Ни машин, ни мопеда не было и помину. Только рокот скоростных поездов доносился до слуха: за лесом пролегала железная дорога.

Алёна пробежала еще немного под уклон и увидела серую стремительную змею, которая мелькнула в прогале между деревьями, издавая свистящий, зловещий звук, – и немедленно исчезла. Впрочем, сравнение хромало, как всякое сравнение: сверхскоростной поезд не так уж напоминал пресмыкающееся. А возникло оно потому, что не далее как два дня назад, пока девчонки кормили козы, Алена полезла на небольшой откос, чтобы нарвать клевера, и чуть ли не из-под самых ног ее внезапно скользнул уж, шелковисто прошуршал в траве, блеснул на солнце тугим, упругим, узорчато-малахитовым телом, шипнул воинственно – и исчез в камнях. На счастье, Алёна успела разглядеть желтые пятна на голове и не заорала истерически, чем, конечно, насмерть перепугала бы Лизочку с Танечкой, а только передернулась брезгливо. Это была вторая змея, виденная Алёной в природе, а не в каком-нибудь там террариуме или серпентарии. Первая была встречена на одной из мулянских дорог то ли по пути во Френ, то ли в Анси, то ли в тот же Самбур – Алёна хорошенько не помнила – два года назад. Но тогда ей встретилась настоящая серая гадюка. Она лежала, вытянувшись во всю длину, и перегораживала дорогу, неподвижная, как веревка. Алёна сначала и приняла ее за веревку, зато потом, когда поняла, что перед ней, так подпрыгнула в высоту и длину, что ее прыжок вполне мог быть занесен в Книгу рекордов Гиннесса… если бы, конечно, сыскалось, кому зафиксировать его и занести в ту самую книгу. А змея все лежала поперек дороги – она была мертвая. Тем и объяснялся тускловатый цвет ее длинного тела. Скоростной поезд, сейчас промчавшийся мимо и на мгновение оглушивший Алёну, был точно такого цвета, но совсем даже не неподвижный.

Человек, который хотел убить ее, тоже проводил поезд глазами. Под его шум вполне можно было подобраться к жертве вплотную – но на это требовались одна или даже две минуты, а стремительность поезда не позволяла надеяться даже на полминуты! Теперь было уже поздно: впереди показался Самбур, оттуда шли цепочкой трактора, и рисковать сейчас, мелькать на дороге, тем паче – покушаться на женщину было бы просто глупо.

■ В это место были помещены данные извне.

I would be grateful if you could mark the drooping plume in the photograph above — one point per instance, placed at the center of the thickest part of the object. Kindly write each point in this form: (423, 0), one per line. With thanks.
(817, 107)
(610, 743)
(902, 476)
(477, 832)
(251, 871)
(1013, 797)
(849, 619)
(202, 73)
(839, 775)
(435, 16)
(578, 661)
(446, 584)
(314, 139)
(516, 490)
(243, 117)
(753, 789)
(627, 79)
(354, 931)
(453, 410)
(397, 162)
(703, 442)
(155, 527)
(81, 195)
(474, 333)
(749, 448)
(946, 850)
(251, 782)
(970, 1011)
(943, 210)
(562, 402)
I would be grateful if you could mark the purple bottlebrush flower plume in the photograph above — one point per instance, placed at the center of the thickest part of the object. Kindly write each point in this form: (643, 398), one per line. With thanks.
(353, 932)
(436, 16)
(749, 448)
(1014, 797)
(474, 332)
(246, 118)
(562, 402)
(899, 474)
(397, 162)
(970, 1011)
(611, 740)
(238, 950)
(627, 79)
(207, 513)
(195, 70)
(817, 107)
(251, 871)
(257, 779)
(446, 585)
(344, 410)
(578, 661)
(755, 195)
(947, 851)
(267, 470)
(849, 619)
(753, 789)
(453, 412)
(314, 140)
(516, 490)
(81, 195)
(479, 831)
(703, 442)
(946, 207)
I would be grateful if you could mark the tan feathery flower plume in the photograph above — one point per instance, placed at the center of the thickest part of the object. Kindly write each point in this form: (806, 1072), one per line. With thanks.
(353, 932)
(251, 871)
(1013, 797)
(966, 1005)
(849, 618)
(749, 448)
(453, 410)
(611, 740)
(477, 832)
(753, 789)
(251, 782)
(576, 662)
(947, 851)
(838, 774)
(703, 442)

На окраине Самбура стояли рядом ферма и усадьба. Ферму охранял не слишком породистый, а вернее, вовсе беспородный, неряшливый, но очень бдительный пес, который немедленно облаял Алёну. Он истово кидался на проволочную ограду, защищая и до истерики пугая многочисленных кур. Усадьбу же оберегал сторож гораздо более благородных кровей. Алёна не знала названия породы пса, но вид его почему-то вызывал в памяти Атоса. Алёна сначала призадумалась, а потом поняла почему: такие собаки изображали мушкетеров в бесподобном мультике «Пес в сапогах». Собачий Атос очень ценил свое высокое происхождение, а потому только лишь для приличия тявкнул вслед Алёне. Так был отмечен ее вход в Самбур.

Собственно, городок (деревня? поселок?) мало чем отличался от прочих в прелестной, чистенькой провинциальной Франции, но здесь имелся красивый пруд, в котором жили какие-то невероятные утки. Изумрудно-зеленые, с красными хвостами, они неустанно шныряли от берега к берегу. Иногда их сопровождали выводки сказочно-красивых утят: ярко-желтых с изумрудно-зелеными хвостами. Ну, предположить, что желтизна постепенно могла превратиться в зелень, Алёна еще могла. Но как зеленые хвостики впоследствии сделаются алыми… Кроме неземной красоты, утки обладали еще и странными, не слишком красивыми, но, бесспорно, загадочными голосами, скорее искусственными, чем естественными, и Алёне нравилось думать, что утки занесены на Землю каким-нибудь инопланетным кораблем. Впрочем, по ее горячему убеждению, теория Дарвина была устарелой чушью: она не только фанатично придерживалась теории панспермии, но и была убеждена, что своим происхождением человечество и вообще вся жизнь на Земле обязаны палеовизиту каких-нибудь космических скитальцев, так что диковинные утки были всего лишь частным подтверждением ее общих выводов.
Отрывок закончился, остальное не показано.